Hamburger Abendblatt 9-14 Oktober zur Situation der Color Line Arena

Superhalle: Zu viele Logen stehen leer

Schlechte Auslastung - nur jeder zehnte Business-Sitz konnte vermietet werden.

Von Jens Meyer-Odewald

Aufmerksamen Zuschauern in der Color-Line-Arena war es schon bei den letzten Besuchen aufgefallen: Trotz oft ausverkaufter Halle waren viele der insgesamt 74 gläsernen Logen im Oval unbeleuchtet und menschenleer. Das ungute Gefühl trog nicht.

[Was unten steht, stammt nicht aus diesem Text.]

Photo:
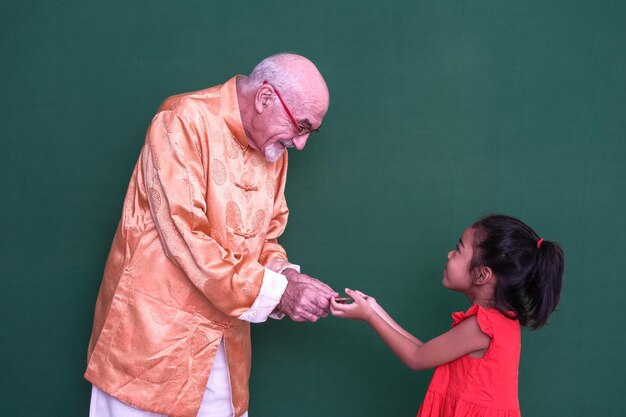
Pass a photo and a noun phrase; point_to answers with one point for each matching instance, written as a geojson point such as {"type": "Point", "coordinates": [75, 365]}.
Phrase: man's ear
{"type": "Point", "coordinates": [263, 98]}
{"type": "Point", "coordinates": [484, 276]}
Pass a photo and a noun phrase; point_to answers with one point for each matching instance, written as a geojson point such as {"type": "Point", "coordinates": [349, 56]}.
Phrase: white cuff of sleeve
{"type": "Point", "coordinates": [272, 290]}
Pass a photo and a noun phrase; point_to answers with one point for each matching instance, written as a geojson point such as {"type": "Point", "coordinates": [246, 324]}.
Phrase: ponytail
{"type": "Point", "coordinates": [544, 290]}
{"type": "Point", "coordinates": [529, 270]}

Statt der im Etat vorgesehenen 90 Prozent sind bisher lediglich 60 Prozent der zwischen 56 200 und 82 000 Euro teuren Logen vermietet.

Noch verheerender ist die Situation bei den 1500 Business-Sitzen: Nur 174 (an die zwölf Prozent) dieser durchschnittlich 1000 Euro pro Jahr teuren Stühle sind fest vergeben. Die dadurch entstandene Lücke von 3,1 Millionen Euro - mit so viel war kalkuliert worden - ist einer der Gründe für die finanzielle Schieflage, die fast zum Aus der Halle geführt hätte. Unter dem Strich beträgt der Betriebsverlust im ersten Rumpf-Geschäftsjahr (bis 30. April 2003) nach Eröffnung am 8. November des Vorjahres genau 4,1 Millionen Euro.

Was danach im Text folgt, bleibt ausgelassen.